Pada tahun-tahun berikutnya, beberapa astronom turut mempelajari variabel Cepheid. Pada tahun 1925, Edwin Hubble menentukan jarak antara galaksi Bima Sakti dan Andromeda berdasarkan variabel Cepheid di masing-masing galaksi. Temuan Hubble ini dianggap sangat penting, karena mengakhiri perdebatan sengit di komunitas astronomi untuk menentukan apakah galaksi Bima Sakti adalah satu-satunya galaksi di alam semesta atau hanya salah satu galaksi di alam semesta.

Dengan mengukur jarak antara Bima Sakti dan beberapa galaksi lainnya, serta menggabungkannya dengan pengukuran pergeseran merah, Hubble dan Milton L. Humason mampu merumuskan Hukum Hubble. Pada intinya, mereka mampu membuktikan ekspansi kosmos, gagasan yang telah diajukan beberapa tahun sebelumnya.

Pada pertengahan abad ke-20, perkembangan selanjutnya termasuk membagi Cepheid ke dalam kelas yang berbeda demi mempermudah penentuan jarak astronomi. Upaya ini sebagian besar dilakukan oleh Walter Baade, yang pada tahun 1940-an menemukan perbedaan antara Cepheid klasik dan tipe II berdasarkan ukuran, usia, dan luminositasnya.

Kelemahan

Terlepas dari penggunaan mereka untuk menentukan jarak astronomi, ada beberapa kelemahan saat metode ini diterapkan dalam perhitungan. Kelemahan paling menonjol terletak pada hubungan antara periode dan luminositas Cepheid tipe II yang dipengaruhi rendahnya logam, kontaminasi fotometrik dan efek perubahan skala kecerahan karena gas dan debu.

Kelemahan ini menghasilkan nilai yang berbeda pada Konstanta Hubble, yang berkisar antara 60 km/detik per 1 megaparsec (Mpc) hingga 80 km/detik per 1 Mpc. Menyelesaikan selisih perhitungan Konsanta Hubble adalah salah satu agenda terbesar kosmologi modern, karena terkait dengan ukuran dan laju ekspansi kosmos.

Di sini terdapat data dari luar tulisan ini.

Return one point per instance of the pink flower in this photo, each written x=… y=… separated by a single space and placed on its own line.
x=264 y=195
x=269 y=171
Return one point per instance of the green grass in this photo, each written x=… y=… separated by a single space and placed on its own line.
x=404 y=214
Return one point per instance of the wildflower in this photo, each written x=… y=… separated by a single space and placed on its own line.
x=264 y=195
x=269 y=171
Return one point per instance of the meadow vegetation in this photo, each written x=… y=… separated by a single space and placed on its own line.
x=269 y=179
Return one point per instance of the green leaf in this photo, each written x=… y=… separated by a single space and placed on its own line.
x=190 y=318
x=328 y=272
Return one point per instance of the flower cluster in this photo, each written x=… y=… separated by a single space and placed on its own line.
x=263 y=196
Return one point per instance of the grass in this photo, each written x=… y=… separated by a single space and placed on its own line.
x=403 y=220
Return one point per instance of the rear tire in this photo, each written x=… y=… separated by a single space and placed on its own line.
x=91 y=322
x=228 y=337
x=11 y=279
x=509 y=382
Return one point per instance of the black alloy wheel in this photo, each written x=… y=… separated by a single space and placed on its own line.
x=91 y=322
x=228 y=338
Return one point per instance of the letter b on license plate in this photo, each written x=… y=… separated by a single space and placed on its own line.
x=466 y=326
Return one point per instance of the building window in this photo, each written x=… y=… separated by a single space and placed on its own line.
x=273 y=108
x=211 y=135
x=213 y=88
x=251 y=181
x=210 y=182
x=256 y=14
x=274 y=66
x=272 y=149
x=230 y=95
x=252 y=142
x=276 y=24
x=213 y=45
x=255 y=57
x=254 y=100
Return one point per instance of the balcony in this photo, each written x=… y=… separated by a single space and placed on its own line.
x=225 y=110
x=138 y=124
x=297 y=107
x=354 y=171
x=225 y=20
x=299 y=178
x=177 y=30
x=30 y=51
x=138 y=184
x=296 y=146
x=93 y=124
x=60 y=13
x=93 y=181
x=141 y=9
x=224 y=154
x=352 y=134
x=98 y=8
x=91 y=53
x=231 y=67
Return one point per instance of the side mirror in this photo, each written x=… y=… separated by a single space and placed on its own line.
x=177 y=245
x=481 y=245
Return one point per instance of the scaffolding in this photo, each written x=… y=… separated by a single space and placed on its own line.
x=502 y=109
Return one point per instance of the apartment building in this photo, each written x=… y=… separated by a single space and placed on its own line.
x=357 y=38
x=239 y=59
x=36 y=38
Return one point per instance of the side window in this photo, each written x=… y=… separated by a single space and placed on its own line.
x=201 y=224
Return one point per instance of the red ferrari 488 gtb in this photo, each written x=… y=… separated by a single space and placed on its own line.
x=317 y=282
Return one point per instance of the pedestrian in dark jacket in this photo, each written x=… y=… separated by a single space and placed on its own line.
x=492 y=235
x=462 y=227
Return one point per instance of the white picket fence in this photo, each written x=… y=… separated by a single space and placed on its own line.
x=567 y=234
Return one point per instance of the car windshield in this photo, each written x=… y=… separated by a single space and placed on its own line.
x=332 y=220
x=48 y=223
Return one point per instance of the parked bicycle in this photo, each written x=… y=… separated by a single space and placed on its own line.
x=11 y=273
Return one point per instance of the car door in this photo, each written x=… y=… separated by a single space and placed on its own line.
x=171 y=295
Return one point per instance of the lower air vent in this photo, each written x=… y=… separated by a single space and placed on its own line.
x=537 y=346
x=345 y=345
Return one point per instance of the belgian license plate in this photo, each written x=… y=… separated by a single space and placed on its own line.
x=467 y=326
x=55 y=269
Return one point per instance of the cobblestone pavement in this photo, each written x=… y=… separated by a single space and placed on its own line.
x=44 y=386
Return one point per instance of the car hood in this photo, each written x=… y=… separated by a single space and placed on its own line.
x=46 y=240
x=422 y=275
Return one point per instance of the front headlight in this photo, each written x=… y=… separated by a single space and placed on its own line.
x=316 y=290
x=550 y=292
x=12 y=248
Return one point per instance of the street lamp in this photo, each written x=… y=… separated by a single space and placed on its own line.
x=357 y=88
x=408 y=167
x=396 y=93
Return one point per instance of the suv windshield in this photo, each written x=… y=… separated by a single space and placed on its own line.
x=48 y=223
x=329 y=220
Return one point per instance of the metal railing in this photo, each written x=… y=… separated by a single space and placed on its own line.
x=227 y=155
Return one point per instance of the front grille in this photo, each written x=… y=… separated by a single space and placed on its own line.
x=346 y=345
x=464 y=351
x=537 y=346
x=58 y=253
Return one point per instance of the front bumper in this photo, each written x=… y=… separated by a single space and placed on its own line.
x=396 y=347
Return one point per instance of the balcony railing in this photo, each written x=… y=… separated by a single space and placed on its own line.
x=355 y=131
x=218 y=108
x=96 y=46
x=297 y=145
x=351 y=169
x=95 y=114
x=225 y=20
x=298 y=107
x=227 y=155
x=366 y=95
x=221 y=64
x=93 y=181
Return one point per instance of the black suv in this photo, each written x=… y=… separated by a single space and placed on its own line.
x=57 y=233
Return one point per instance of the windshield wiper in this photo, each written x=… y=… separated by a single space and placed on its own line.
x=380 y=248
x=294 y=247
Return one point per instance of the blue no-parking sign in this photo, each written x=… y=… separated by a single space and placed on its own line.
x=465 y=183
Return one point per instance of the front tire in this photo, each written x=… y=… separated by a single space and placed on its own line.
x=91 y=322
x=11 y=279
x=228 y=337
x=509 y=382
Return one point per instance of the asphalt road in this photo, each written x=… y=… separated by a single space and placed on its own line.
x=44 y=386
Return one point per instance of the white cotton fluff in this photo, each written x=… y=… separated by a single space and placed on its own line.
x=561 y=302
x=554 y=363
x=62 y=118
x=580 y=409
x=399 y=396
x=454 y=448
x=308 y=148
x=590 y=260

Namun, peningkatan dalam instrumentasi dan metodologi turut meningkatkan akurasi perhitungan melalui observasi variabel Cepheid. Observasi masa depan terhadap bintang yang unik ini dihararapkan meningkatkan wawasan kita tentang alam semesta.

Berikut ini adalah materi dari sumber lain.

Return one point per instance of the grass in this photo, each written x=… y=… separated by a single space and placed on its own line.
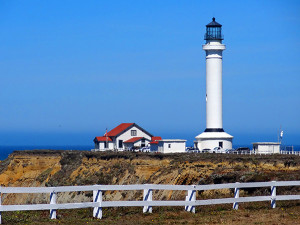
x=248 y=213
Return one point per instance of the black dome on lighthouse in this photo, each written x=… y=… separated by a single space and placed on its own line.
x=213 y=23
x=213 y=31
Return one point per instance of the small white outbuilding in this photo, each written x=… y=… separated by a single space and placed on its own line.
x=171 y=145
x=266 y=147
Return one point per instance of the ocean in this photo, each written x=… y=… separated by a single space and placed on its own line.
x=5 y=150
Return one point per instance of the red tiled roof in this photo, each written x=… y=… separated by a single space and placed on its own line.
x=132 y=140
x=103 y=138
x=119 y=129
x=154 y=140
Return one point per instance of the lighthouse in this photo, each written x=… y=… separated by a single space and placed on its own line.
x=214 y=134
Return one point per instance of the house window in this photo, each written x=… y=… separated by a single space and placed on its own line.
x=133 y=132
x=143 y=143
x=120 y=143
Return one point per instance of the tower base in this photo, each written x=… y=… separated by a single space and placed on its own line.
x=210 y=140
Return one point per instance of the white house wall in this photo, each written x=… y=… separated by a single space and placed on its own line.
x=176 y=147
x=268 y=148
x=101 y=146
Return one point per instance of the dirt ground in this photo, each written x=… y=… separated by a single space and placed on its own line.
x=250 y=213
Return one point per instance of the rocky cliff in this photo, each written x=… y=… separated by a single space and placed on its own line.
x=59 y=168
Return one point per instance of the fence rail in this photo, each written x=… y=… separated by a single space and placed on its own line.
x=147 y=203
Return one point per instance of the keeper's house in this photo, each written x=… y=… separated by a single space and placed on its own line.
x=266 y=147
x=171 y=145
x=123 y=137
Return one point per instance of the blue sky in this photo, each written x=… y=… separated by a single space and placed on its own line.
x=69 y=69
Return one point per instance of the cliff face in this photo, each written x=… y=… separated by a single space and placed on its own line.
x=59 y=168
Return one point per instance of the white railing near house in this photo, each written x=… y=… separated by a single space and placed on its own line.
x=147 y=203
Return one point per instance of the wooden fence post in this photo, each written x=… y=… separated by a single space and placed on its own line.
x=53 y=201
x=97 y=197
x=147 y=197
x=273 y=196
x=191 y=196
x=236 y=195
x=0 y=205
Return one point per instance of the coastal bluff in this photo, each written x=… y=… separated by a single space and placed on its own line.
x=38 y=168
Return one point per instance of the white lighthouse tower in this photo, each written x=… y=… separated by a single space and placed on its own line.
x=214 y=135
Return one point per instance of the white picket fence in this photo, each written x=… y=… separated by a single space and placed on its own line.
x=147 y=203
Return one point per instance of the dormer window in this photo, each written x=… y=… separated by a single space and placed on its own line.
x=133 y=132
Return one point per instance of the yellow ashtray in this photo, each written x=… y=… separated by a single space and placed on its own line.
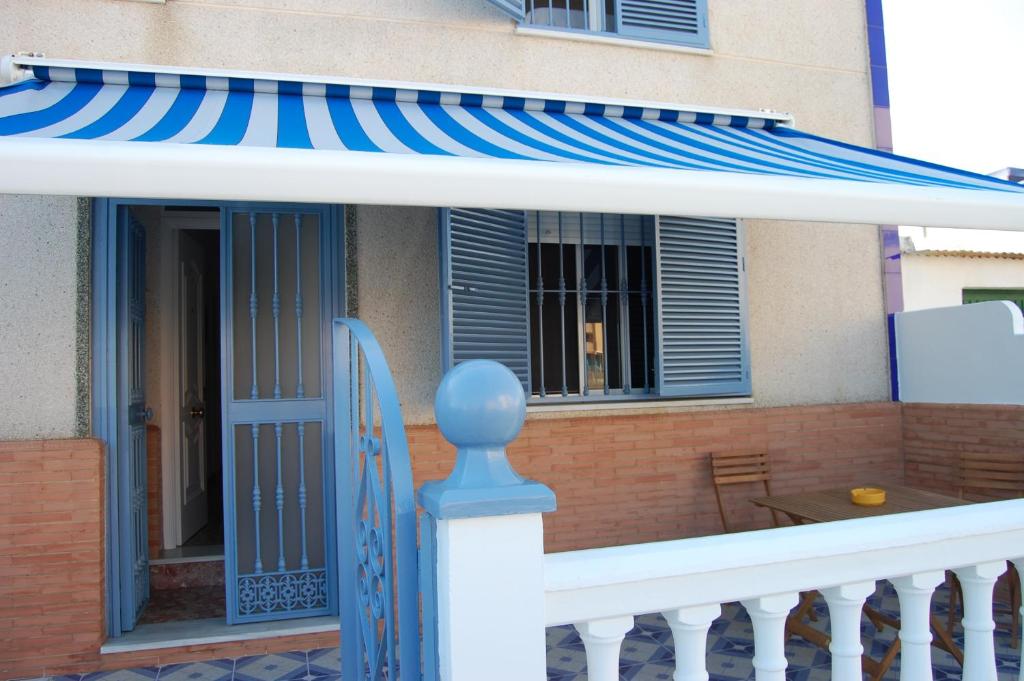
x=867 y=496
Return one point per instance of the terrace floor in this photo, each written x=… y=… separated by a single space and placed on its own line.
x=646 y=654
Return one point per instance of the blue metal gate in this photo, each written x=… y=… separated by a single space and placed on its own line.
x=379 y=583
x=282 y=285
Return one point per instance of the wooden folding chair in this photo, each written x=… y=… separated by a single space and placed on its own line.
x=987 y=476
x=729 y=469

V1, Bintang Legendaris Variabel Cepheid yang Mengubah Jagad Raya


v1-bintang-variabel-cepheid-informasi-astronomi
Teleskop Antariksa Hubble besutan NASA telah diarahkan untuk mengamati sebuah bintang variabel yang pada tahun 1923 mengubah arah astronomi modern. V1 adalah kelas khusus bintang denyut yang disebut variabel Cepheid dan kerap diandalkan untuk mengukur jarak kosmik.
Kredit: NASA, ESA, dan the Hubble Heritage Team (STScI/AURA)

Meskipun alam semesta penuh sesak dengan triliunan bintang, penemuan sebuah bintang variabel pada tahun 1923 telah mengubah arah astronomi modern. Setidaknya seorang astronom kondang saat itu merasa menyesal karena penemuan ini telah merubah cara pandangnya terhadap jagad raya.

Bintang ‘pembawa sial’ variabel pertama Hubble, atau V1, terletak di wilayah terluar galaksi Andromeda (Messier 31). Dianggap sebagai ‘pembawa sial’ karena pada awal tahun 1900-an, sebagian besar astronom menganggap galaksi Bima Sakti adalah alam semesta itu sendiri dengan tidak ada objek kosmik lain yang bisa diamati di luar batas Bima Sakti. Bahkan, galaksi tetangga Andromeda saat itu dikategorikan sebagai salah satu bercak redup langit yang disebut “nebula spiral”.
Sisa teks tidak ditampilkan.